A new study has found that when adults and babies look at each other, their brain waves sync up. This creates what researchers call “a joint networked state” that facilitates communication between the two of them.
The study, while small—just 17 babies in one experiment and 19 in the other—also found that babies vocalize, or try to communicate, more when this joint networked state is in effect. Researchers believe that the babies’ “neural synchronization” is kicked up a notch by an adult’s gaze. “Neural synchronization may provide a mechanism by which infants construct their own earliest social networks,” says the study.

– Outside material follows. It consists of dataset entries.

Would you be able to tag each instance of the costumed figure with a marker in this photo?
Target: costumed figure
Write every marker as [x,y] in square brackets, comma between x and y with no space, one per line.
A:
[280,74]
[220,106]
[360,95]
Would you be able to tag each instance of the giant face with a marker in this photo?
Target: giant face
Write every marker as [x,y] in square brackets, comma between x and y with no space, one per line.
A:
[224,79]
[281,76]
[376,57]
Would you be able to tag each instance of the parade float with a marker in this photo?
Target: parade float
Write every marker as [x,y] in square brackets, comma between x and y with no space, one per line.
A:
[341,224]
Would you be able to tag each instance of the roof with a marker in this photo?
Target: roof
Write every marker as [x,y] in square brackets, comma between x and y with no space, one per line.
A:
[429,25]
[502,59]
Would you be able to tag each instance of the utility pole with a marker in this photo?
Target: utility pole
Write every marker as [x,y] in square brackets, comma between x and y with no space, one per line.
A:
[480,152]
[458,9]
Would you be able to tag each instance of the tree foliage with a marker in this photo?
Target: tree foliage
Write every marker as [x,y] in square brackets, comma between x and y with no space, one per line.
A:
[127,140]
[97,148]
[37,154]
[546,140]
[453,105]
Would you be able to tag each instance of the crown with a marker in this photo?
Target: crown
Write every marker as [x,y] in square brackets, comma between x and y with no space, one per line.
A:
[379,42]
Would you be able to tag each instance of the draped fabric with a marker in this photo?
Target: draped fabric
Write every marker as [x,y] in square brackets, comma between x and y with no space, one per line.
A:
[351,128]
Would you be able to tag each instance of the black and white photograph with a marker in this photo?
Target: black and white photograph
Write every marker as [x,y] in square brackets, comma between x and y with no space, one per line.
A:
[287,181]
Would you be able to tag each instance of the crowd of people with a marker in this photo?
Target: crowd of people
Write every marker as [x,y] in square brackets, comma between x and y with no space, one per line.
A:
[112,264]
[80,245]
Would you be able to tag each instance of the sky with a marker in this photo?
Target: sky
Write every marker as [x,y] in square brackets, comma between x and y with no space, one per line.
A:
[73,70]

It is already known that adults communicate more effectively when they are neurally synchronized. This is partly why face-to-face conversations are much less likely to be misunderstood than conversations over text, or even over the phone. It ‘s also known that when parents and babies interact, other aspects of their behavior can fall into sync, including their emotions and heart-rate. This study suggests that brain activity also synchronizes.
For the study, researchers at the Baby-LINC Lab at the University of Cambridge in the UK showed 17 babies videos of adults singing nursery rhymes. In the first video, the singers were looking straight at the babies. In the second they weren’t, and in the third, their heads were turned but their eyes were directed towards the infant.
While the babies watched the videos, researchers monitored their brainwave patterns via electroencephalography, or EEG. They compared the patterns to those of the singing adults which had been previously recorded. They found that the patterns matched more strongly when the baby could see the woman’s eyes and most strongly when the babies were watching the videos of an adult sing with her head turned away but looking at the child. The researchers believe that might be because that pose suggests that the person singing is intentionally looking at the baby.
Then researchers set up 19 real adult-baby singing sessions and monitored both individuals’ brains at the same time. In that experiment, both the infants and the adult became more synchronized to each other’s brain activity when mutual eye contact was established. Babies were still engaged with the singer when she looked away, but their brain activity didn’t match up as much. Babies also made more sounds while they were holding the gaze of the adult, signaling that they wanted to communicate. This led the researchers to believe that brainwave synchronization is about more than just looking at a face or seeing something interesting, but about a shared intention to communicate, the very beginnings of the ability to become a social being.